Пропасть исчезла, и исчез каньон. Не было больше зловещей ямы в середине. Земля разгладилась, река вошла в берега. Передо мной лежал город, в котором я родился. Он еще спал, и не горел ни один огонек. Над домами высокие и стройные стояли главки церквей. Одинокая лодка скользила по воде. Тихо было и уныло. Я видел весь город, будто это был его макет, мог дотронуться до любого дома, потрогать руками мост, крыши, торговые ряды, здание школы, кладбище и стены монастыря. Я видел лес и разбросанные по нему капли озер. Мое зрение сделалось настолько острым, что я различал каждую травинку в поле и в темной воде спящих рыб. В лесу видел оранжевую морошку, снежные ландыши, красные ягоды брусники и клюкву на болотах, желтые березы и алые гроздья рябины, заросшие коричневыми опятами ветхие пни и красивые рыжие подосиновики, что кругами росли на зеленых мшистых полянках. Слышал их запах и крики северных гусей, пролетавших сквозь Купол и садившихся отдохнуть на лесных озерах.

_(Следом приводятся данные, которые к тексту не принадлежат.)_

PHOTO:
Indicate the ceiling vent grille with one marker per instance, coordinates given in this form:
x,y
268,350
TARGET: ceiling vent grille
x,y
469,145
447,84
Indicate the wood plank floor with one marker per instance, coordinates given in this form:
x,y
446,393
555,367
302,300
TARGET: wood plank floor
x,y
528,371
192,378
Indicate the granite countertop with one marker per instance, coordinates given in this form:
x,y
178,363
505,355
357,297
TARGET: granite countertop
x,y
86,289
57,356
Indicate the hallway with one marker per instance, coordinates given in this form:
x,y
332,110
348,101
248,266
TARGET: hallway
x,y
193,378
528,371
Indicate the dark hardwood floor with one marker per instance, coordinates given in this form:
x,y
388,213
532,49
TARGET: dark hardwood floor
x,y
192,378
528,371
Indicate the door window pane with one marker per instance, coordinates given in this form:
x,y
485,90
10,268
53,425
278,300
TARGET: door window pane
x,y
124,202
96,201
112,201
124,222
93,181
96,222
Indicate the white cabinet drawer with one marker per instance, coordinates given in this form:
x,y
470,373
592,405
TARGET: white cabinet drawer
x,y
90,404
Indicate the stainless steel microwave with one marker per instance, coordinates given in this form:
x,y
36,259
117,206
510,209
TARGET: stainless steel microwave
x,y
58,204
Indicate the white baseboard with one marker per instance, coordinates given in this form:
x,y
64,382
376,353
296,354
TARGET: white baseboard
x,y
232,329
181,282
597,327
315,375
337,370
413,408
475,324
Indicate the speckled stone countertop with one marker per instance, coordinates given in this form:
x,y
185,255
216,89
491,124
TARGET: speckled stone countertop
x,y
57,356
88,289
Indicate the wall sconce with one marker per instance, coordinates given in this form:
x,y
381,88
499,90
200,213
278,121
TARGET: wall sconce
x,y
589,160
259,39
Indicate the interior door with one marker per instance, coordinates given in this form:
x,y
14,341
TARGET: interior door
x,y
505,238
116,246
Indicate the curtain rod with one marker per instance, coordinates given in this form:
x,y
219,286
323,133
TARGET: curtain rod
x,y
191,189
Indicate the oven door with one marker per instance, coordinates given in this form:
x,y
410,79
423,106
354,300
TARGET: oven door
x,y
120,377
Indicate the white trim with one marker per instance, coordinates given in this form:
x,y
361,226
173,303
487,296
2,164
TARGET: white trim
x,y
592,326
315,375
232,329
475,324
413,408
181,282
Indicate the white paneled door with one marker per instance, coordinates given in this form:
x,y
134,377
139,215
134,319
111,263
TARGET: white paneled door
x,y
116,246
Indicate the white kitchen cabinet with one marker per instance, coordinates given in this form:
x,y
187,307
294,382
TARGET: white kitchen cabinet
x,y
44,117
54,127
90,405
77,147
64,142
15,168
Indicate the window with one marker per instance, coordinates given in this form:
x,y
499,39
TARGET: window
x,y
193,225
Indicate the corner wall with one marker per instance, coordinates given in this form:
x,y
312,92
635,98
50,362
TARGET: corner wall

Я смотрел на лисиц и зайцев, на волков и лосей, которые пробирались звериными тропами, настороженно поднимая голову и чувствуя мое присутствие, но меня не видя, зрел осенних мух и тонкие нити паутин, на которых повисли капли дождя.
Местность открылась моему взору во всем ее разноцветии и разнообразии, как если бы я сам летел над землей, словно бесшумная птица. Она не казалась особенно красивой, многие строения в городе были ветхими, и много было в лесах непроходимых чащ, заброшенных охотничьих избушек и узкоколеек, стрельбищ, казарм, полигонов, противоракетных комплексов, сараев, зимовий, шахт, уродливых дачных домиков, сверху похожих на пчелиные соты, так что невозможно было понять, какой из них был построен отцом. Этот макет моей родины был удивительно точным. То был не сам Чагодай, но памятник моей колыбели — прожитой жизни и несостоявшейся любви, — и он заслужил мемориал под пуленепробиваемым стеклом, который должен был сохраниться на Земле даже тогда, когда не останется на ней ничего, как стояли далеко отсюда посреди пустыни великие пирамиды, чтобы сотни или тысячи лет спустя, в новой эре или новом эоне уцелевшие и преображенные люди разгадали секрет Купола, проникли под сырые своды, раскопали обломки чагодайской цивилизации и узнали о каждом, кто жил на этой Земле, и восплакали об их судьбе и судьбе человека, которого Чагодай не досчитался.